Book

In From the Cold: The Report of the Twentieth Century Fund Task Force on the Future of U.S. Intelligence

Allen E. Goodman
Release Date: June 1, 1996

The Soviet Union’s collapse eliminated the organizing principle of American foreign policy and the focus of U.S. intelligence since World War II. In the wake of this sudden shift, a new host of priorities have been suggested for the intelligence community: terrorism, the proliferation of conventional weapons and weapons of mass destruction, organized crime and drug trafficking, ethnic conflicts, and even global economic competition. Meanwhile, the coming of the information age and the opening of more and more societies have prompted arguments for changing the way intelligence is gathered.

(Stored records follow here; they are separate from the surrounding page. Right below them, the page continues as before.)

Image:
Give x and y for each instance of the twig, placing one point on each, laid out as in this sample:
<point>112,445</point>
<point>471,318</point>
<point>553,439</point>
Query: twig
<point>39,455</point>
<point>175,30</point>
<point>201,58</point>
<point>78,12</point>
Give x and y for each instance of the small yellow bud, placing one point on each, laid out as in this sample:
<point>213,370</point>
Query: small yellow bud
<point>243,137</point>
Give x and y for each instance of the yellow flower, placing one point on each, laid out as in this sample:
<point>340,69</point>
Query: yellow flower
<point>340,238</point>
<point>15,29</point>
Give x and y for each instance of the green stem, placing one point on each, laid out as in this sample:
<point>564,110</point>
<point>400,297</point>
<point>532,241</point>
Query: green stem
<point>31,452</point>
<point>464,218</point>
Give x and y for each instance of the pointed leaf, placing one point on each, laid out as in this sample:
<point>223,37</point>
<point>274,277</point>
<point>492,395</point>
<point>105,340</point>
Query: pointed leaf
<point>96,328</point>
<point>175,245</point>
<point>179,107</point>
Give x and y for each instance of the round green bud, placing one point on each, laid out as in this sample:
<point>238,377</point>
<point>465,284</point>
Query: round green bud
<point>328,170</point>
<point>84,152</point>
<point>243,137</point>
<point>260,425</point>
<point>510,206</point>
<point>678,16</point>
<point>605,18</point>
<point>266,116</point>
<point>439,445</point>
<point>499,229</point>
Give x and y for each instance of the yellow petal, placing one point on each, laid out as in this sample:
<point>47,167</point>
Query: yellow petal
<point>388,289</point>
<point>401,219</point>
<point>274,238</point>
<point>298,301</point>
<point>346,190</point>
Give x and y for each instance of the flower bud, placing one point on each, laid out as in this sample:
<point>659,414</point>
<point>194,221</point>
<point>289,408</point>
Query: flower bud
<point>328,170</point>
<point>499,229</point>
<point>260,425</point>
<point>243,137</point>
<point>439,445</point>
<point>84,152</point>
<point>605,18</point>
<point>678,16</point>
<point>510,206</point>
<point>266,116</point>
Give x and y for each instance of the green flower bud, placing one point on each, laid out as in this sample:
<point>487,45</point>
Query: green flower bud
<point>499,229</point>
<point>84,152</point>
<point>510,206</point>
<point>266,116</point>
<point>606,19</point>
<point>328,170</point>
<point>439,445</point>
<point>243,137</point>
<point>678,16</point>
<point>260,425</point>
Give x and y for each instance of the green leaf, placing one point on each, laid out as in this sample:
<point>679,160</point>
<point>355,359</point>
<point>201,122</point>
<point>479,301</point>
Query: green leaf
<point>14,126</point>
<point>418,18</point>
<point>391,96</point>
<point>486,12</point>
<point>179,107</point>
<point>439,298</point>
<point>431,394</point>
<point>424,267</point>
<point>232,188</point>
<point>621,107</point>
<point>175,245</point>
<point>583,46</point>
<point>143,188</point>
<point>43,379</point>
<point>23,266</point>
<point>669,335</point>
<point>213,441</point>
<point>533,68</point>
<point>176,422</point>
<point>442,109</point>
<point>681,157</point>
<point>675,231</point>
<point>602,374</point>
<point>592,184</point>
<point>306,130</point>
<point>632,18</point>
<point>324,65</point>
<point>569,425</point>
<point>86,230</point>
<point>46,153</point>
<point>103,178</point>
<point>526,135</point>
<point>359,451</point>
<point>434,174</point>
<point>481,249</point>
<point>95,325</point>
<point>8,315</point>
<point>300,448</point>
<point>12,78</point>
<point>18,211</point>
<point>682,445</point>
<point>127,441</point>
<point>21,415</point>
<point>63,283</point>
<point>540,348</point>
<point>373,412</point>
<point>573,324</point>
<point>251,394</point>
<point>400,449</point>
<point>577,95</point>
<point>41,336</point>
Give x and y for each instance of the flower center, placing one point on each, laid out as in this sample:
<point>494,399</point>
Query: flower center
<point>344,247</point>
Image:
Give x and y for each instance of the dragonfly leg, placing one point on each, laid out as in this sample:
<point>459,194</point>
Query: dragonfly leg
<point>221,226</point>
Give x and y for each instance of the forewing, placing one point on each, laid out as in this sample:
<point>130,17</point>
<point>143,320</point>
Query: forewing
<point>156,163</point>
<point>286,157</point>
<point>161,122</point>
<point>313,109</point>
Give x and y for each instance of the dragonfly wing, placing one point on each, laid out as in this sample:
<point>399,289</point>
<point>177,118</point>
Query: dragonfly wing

In response to this debate, the Twentieth Century Fund assembled a task force drawn from the intelligence community, the military, government, and academia. In the course of its meetings, the task force identified four crucial areas for improvement: first, in an age when information is plentiful, the intelligence community’s analytic capability must be reinvigorated; second, the increasing dominance of the military over intelligence operations is detrimental to the nation’s political, economic, and social concerns–a greater balance must be sought; third, the clandestine service, often a source of publicized embarrassment for the CIA, must be streamlined; fourth, economic intelligence, which has failed more often than it has succeeded, needs to be upgraded and more sharply focused.

The task force was chaired by Ambassador Stephen W. Bosworth, president, Korean Energy Development Organization. The report includes three background papers: “Intelligence in the Post-Cold War Era,” by Allan E. Goodman, associate dean, School of Foreign Service, Georgetown University; “Intelligence since Cold War’s End,” by Gregory F. Treverton, director, International Security and Defense Policy Center, the RAND Corporation; and “American Intelligence and the World Economy,” by Philip Zelikow, professor of public policy, John F. Kennedy School of Government, Harvard University.